No longa, a jovem Michelle (Mary Elizabeth Winstead) sofre um acidente durante uma viagem/fuga de sua realidade, ela desperta num bunker, com a perna presa, tendo sido salva pelo estranho Howard (John Goodman). Ele fala que houve um ataque e que o ar está tóxico, a humanidade está morta e há inimigos externos alienígenas dominando o Planeta. Parece algo estapafúrdio, porém logo começa a cair a ficha que realmente há algo estranho com o mundo, sobretudo com Howard que vai se revelando uma personalidade perigosa.
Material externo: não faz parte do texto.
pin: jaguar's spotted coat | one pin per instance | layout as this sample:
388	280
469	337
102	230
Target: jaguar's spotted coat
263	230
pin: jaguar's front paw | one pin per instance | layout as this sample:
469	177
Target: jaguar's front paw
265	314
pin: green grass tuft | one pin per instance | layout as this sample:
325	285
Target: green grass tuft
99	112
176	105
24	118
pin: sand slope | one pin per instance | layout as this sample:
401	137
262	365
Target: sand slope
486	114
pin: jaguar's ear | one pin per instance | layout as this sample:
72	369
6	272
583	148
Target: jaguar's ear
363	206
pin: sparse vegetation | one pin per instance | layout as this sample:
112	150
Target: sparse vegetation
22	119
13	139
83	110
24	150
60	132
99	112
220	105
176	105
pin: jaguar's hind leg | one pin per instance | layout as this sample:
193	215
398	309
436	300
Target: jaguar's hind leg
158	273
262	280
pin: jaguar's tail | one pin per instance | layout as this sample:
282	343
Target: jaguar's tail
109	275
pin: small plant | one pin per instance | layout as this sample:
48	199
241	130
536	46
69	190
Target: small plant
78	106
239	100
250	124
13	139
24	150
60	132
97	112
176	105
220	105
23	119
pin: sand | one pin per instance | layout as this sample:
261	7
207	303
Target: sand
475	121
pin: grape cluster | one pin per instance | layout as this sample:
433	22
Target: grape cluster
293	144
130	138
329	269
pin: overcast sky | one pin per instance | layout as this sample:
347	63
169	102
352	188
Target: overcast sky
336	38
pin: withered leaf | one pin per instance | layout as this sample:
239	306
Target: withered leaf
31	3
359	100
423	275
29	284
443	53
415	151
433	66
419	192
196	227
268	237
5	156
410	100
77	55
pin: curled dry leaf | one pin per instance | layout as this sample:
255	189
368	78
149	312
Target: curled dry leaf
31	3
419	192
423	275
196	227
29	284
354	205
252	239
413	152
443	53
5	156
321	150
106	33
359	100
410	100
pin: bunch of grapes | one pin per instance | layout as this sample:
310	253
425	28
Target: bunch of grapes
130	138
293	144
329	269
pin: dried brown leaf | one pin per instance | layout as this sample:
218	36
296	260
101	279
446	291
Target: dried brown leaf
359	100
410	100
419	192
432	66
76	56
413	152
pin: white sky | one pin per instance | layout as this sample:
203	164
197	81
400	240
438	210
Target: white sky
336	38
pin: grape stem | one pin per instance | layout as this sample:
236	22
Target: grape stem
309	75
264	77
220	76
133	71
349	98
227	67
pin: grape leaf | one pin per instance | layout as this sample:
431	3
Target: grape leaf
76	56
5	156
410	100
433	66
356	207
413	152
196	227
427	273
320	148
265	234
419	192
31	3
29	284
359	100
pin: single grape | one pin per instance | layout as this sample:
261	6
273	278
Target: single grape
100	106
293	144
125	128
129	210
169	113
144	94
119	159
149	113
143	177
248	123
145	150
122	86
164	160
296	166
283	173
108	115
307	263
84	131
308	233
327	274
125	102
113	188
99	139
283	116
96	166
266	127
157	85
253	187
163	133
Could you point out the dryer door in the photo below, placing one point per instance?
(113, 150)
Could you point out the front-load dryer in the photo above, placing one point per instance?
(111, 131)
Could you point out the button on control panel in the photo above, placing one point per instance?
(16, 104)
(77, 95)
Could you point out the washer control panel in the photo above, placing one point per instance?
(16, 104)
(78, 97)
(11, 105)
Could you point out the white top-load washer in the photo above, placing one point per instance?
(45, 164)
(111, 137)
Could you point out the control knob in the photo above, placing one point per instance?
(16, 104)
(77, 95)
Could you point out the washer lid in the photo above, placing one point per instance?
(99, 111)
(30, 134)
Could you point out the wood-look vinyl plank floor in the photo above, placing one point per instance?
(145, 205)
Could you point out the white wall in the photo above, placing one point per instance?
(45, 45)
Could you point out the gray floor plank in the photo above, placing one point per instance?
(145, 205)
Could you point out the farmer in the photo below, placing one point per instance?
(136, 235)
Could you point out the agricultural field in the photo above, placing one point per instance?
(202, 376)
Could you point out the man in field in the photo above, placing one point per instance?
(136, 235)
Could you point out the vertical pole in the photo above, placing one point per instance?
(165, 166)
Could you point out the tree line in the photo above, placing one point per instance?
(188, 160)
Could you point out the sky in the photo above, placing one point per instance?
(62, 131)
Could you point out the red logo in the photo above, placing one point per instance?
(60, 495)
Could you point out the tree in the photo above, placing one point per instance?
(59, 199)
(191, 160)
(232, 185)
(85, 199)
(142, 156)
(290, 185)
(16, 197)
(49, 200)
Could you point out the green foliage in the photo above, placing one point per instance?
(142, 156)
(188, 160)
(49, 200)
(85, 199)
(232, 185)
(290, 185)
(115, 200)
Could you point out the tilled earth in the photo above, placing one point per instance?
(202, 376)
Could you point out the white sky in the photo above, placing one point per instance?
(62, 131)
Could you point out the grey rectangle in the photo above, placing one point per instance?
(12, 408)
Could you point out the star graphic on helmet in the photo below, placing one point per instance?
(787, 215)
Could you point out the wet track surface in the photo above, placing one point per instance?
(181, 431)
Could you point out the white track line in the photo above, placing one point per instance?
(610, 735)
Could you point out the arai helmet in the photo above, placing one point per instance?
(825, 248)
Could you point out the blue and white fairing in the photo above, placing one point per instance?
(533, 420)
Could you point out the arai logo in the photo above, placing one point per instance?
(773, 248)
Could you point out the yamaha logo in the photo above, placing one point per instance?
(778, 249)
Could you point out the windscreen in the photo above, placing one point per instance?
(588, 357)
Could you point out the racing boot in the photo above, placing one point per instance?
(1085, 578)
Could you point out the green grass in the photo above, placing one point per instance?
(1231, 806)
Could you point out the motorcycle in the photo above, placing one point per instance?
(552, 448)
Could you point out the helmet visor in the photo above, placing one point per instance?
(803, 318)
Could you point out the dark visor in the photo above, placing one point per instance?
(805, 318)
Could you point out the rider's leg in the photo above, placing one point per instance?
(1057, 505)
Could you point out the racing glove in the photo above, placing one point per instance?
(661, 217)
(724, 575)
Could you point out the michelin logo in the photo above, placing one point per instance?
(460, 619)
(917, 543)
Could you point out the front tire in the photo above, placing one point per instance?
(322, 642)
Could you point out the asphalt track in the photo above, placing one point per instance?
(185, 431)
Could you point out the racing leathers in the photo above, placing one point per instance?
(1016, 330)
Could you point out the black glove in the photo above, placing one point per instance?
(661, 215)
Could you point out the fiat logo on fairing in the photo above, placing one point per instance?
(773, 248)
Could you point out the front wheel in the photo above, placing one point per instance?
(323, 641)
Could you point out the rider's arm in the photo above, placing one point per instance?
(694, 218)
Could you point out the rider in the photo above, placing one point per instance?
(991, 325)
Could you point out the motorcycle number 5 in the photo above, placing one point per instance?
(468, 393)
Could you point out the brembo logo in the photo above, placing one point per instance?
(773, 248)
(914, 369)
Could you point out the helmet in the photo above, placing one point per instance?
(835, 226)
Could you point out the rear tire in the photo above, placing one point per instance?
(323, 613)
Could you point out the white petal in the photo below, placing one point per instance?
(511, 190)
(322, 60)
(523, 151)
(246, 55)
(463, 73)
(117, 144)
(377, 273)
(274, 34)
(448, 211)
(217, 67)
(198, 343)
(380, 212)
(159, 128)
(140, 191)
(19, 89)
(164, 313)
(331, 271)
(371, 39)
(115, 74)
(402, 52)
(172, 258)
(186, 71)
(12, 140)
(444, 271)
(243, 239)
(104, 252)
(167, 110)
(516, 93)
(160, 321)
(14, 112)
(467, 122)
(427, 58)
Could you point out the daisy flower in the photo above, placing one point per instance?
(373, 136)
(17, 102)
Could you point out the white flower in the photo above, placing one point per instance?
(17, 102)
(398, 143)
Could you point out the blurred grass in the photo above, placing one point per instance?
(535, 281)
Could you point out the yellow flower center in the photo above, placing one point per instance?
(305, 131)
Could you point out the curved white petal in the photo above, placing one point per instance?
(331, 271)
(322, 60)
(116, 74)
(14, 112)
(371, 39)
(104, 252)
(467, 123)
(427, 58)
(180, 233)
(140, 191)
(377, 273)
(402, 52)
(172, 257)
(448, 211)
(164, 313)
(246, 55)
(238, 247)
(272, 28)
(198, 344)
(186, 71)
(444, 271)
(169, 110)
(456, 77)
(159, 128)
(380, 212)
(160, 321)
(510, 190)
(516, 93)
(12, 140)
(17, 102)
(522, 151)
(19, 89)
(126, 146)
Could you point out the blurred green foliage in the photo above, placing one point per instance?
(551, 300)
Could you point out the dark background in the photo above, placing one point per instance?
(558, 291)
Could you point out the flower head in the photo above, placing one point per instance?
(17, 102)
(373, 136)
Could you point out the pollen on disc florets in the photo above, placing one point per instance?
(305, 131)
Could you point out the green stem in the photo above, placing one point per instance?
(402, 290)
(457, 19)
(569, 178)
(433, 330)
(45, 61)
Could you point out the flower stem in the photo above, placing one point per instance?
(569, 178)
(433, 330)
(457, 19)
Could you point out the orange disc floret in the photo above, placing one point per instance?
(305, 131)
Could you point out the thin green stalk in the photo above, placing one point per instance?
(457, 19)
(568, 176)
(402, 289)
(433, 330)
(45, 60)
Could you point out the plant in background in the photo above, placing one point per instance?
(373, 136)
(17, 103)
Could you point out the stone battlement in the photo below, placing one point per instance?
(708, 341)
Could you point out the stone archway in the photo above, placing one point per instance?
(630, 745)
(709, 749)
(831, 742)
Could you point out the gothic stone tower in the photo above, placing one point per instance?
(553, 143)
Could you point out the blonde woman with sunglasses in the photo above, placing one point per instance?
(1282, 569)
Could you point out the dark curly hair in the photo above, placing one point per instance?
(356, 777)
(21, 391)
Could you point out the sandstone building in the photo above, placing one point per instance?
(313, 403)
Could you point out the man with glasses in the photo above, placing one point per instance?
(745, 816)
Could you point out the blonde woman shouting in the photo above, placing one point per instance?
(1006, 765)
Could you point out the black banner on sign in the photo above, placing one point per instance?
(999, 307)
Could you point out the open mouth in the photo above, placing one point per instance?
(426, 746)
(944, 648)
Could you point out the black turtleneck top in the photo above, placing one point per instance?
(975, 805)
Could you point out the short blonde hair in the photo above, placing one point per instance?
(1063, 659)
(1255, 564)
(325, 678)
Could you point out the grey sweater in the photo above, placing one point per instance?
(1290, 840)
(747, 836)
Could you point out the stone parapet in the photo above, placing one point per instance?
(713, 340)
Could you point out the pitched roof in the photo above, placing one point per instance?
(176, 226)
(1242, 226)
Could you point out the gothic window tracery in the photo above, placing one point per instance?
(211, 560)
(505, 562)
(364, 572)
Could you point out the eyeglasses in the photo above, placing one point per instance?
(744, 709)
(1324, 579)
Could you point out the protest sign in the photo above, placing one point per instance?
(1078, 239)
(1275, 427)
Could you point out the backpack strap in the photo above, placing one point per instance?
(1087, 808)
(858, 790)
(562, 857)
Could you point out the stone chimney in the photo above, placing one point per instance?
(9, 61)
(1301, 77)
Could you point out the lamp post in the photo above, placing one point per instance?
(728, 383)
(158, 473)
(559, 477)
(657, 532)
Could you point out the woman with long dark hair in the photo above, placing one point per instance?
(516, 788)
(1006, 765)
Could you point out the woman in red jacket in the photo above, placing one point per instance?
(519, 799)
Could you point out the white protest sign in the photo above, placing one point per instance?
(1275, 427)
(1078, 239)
Michelle precisa descobrir a verdade e decidir o que fazer diante de um cenário apocalíptico. O roteiro trabalho com essa desconfiança inicial, do que está de fato acontecendo, quais são as verdades e mentiras, a empatia entre o público e seus personagens, só que depois de decidir qual rumo acolher, o texto começa a perder força por apostar em reviravoltas múltiplas, o que cansa e não gera muito impacto. Ao contrário, a impressão que eu tive era que o filme caminharia por essa estrada em prol de “surpreender”, mas se torna apenas previsível.  É compreensível a preocupação do diretor Dan Trachtenberg em não querer repetir fórmula do longa anterior, contudo é equivocado adesão ao tom convencional em prol da repetição. Por conta disso, não há muita identidade em sua direção, ela é eficiente em gerar momentos de susto e aflição, apenas não gera singularidade como antes.

Achei ótimo ver John Goodman, um ator muito subaproveitado por Holywood, sendo testado e com um papel que comprova sua capacidade como ator, ele não só é o melhor do filme como sintetiza toda a paranoia conspiratória comuns nos anos da guerra fria. A protagonista Mary Elizabeth Winstead é artificial demais para o papel, a impressão que dá é tentar torna-la uma nova Ripley da franquia Alien, em vez de torna-la apenas uma peça para esse universo estéril e paranoico. “Rua Cloverfield, 10” consegue ser inferior ao primeiro, apesar de mostrar como é fecundo o gênero, sobretudo como Cloverfield é um monstro tão fascinante, que pode ainda nos render bons momentos. Só que eu vejo um daqueles casos nos quais uma série de televisão daria mais liberdade e oportunidade para o material, abrindo maiores possibilidades. Particularmente eu fico na torcida para que troquem a opção de um terceiro filme e levem para a televisão, eu quero ver mais desse monstro, a torcida pela criatura não é por acaso, tanto este filme quanto o anterior deixam claro que somos os maiores inimigos da humanidade, precisando sermos parados. Sejam por quem ou pelo o que. Até porque não temos como nos defender nos últimos tempos, né?

OBS: Quanto menos você souber, melhor será sua experiência!